HRC Futures – Flattening the Curve

Editor’s note: SMU contributor Bryan Tice is a partner at Metal Edge Partners, a firm engaged in Risk Management and Strategic Advisory. In this role, he and the firm design and execute risk management strategies for clients along with providing process and analytical support. Before joining Metal Edge Partners, Bryan held a variety of commercial leadership roles involving purchasing, sales, and risk management for Feralloy Corporation, Cargill Steel Service Centers and Plateplus Inc. You can learn more about Metal Edge at www.metaledgepartners.com. Bryan can be reached at Bryan@metaledgepartners.com.

Despite the dramatic rise in COVID cases as evidenced below, it seems the term “flattening the curve” has fallen out of favor. Early in the pandemic it became a consistent mantra as we attempted to avoid overwhelming the health care system and buy time until vaccines could be developed and deployed. Fortunately, the chart below shows that the recent spike in cases (red bars) has not resulted in a similar rise in deaths (white bars) as was seen in the Dec20-Jan21 growth in cases or in the Delta variant wave rise of Sept-Oct 2021. Much has been written about the lesser severity of the Omicron strain, and I hope that as more people are exposed and we increase immunity (naturally or through vaccines), that future strains will be less fatal regardless of how contagious they may be. On a side note, thanks to all the tireless efforts of healthcare professionals helping to fight this pandemic!

Back in the steel market, we seem to be embracing the idea of flattening the curve as it relates to HRC futures. The chart below is a month-over-month comparison of HRC settlements. This Wednesday’s modest decline in the CRU index helped erase some of the recent drift downward on the nearby months, pushing January/February settlements up $35/t and $17/t, respectively, day over day. As you can see from the chart, market participants have grown much less optimistic than they were a month ago that steel prices will decline gradually in Q1 ‘22. Rather those trading HRC futures seem to expect a more pronounced drop between now and the end of Q1 ‘22 and then grinding lower at a much slower pace over the course of the year.  

HRC Curve MoM

The recent rise in COVID cases does bring into question what impact it could have on the demand environment and steel prices. Pent-up demand in many steel-consuming segments seems to be at near record levels due to low inventories and continued supply chain issues limiting manufacturers from building adequate stocks, however labor market challenges may become a limiting factor. Add any COVID-related shocks that further disrupt manufacturing into that equation, and it becomes understandable why some hold the belief that prices will move lower as new flat rolled supply increases and demand is constrained by a myriad of nontraditional influences.

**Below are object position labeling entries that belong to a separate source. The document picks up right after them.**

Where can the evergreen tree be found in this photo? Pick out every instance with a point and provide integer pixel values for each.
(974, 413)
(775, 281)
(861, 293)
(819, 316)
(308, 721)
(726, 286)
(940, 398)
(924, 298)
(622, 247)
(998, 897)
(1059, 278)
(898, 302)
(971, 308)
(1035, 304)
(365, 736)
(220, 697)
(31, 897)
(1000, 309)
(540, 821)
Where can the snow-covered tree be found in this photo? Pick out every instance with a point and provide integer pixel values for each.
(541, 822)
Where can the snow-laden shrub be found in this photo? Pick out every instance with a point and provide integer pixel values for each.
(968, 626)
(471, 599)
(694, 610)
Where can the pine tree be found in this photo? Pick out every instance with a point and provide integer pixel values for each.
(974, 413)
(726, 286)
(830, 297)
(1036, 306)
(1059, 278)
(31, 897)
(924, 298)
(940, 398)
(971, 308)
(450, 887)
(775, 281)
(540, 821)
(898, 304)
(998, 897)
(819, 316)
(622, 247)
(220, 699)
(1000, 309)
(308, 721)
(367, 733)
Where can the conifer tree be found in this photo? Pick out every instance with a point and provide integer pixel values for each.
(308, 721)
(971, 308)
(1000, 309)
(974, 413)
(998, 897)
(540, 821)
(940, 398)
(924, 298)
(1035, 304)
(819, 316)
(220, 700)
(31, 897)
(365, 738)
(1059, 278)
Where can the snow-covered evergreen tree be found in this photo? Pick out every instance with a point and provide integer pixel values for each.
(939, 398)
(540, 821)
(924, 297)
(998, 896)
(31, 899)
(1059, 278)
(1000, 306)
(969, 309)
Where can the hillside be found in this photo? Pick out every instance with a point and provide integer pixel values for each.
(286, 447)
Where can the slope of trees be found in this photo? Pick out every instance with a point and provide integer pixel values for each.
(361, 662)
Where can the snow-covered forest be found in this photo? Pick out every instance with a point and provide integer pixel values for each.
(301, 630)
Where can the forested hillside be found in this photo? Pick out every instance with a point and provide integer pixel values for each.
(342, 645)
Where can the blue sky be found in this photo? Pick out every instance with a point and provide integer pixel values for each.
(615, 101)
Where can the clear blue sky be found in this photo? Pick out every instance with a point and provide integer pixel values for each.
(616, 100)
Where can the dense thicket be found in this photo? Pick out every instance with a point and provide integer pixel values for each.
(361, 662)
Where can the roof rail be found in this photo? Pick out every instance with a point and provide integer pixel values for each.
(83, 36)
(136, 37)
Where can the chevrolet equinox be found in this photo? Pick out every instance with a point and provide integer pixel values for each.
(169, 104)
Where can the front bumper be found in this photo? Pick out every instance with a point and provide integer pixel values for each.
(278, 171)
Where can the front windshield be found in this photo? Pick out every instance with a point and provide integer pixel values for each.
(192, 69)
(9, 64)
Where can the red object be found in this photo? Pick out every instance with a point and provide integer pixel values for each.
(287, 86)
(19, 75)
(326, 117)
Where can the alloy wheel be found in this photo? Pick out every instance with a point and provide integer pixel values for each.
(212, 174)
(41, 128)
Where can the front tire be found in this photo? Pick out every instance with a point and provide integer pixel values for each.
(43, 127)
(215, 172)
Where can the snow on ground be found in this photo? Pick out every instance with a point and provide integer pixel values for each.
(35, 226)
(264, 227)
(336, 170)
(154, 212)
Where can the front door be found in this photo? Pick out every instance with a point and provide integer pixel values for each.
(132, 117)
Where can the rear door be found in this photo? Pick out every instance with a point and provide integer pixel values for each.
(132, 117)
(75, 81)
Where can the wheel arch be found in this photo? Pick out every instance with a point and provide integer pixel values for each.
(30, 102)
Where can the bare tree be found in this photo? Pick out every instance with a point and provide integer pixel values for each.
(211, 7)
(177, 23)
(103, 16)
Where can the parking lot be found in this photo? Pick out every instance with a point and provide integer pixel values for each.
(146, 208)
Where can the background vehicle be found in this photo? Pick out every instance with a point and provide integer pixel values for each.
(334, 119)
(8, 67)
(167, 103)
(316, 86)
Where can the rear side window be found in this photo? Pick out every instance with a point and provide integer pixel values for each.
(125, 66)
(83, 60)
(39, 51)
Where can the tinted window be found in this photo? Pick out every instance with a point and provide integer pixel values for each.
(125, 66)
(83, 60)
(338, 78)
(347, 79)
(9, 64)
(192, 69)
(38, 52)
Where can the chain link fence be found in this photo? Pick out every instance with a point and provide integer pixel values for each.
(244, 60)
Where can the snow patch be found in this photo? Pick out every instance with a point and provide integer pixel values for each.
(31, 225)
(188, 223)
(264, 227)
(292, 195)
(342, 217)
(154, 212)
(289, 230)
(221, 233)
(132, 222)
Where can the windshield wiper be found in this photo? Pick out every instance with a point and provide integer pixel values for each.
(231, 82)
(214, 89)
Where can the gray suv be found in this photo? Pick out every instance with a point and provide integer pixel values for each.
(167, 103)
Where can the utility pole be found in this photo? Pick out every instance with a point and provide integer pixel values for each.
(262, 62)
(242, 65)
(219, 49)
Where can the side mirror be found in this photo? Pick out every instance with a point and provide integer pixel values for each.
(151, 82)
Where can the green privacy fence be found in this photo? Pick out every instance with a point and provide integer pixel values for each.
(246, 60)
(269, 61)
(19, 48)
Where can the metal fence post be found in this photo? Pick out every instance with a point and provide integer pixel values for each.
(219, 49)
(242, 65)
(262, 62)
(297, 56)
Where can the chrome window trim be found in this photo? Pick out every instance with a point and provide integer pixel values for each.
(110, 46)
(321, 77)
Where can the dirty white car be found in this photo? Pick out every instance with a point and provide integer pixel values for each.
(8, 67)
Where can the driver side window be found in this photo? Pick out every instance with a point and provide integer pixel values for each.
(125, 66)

It is also interesting that the shape of the current HRC curve is the exact opposite of what many astute market participants I speak with regularly had been expecting late last year, (ie) a gradual decline in pricing in the first half of 2022 and a precipitous drop in the second half as new capacity spoils the four-digit hot rolled era.  Undoubtedly the forward curve for Q2 and beyond will look much different three months from now as compared to what it’s suggesting today, and the reality is that the current view on the market in that period as seen through the lens of those trading HRC futures will prove to be either too optimistic or too pessimistic. Perhaps within that lies a trading opportunity?  

Scrap futures on the other hand are pointing to a much different view of 2022 as the curve has shifted from backwardation to contango over the course of the month, with Q4 2022 prices up near 10% from last month.  

BUS Curve MoM

In addition to the improved outlook for scrap pricing, scrap futures have seen some increased activity with January volumes trading just below 60,000 tons month to date, more than two times the last two-year average. 

Busheling Volume

Drawing parallels between COVID and steel pricing may seem somewhat obtuse, but the steel industry has always been highly cyclical, and in many ways has not yet built up its own immunity to the wild price swings we have witnessed over the past 18 months. Many within the industry today face the age-old issue of trying to liquidate physical inventories in the face of a falling market in an apparent demand pause to mitigate the financial impact of inventory devaluation, while adding momentum to the next up-cycle as the market typically overcorrects. The key question is whether your business can benefit from minimizing the risks inherent in these volatile price gyrations and smooth out earnings volatility by adopting risk management.   

Whatever happens with the ferrous futures curves going forward, hopefully we can collectively put the COVID curve in permanent backwardation in 2022. Stay healthy and thanks for reading!

Disclaimer: The information in this write-up does not constitute “investment service,” “investment advice,” or “financial product advice” as defined by laws and/or regulations in any jurisdiction. Neither does it constitute nor should be considered as any form of financial opinion or recommendation. The views expressed in the above article by Metal Edge Partners are subject to change based on market and other conditions. The information given above must be independently verified and Metal Edge Partners does not assume responsibility for the accuracy of the information.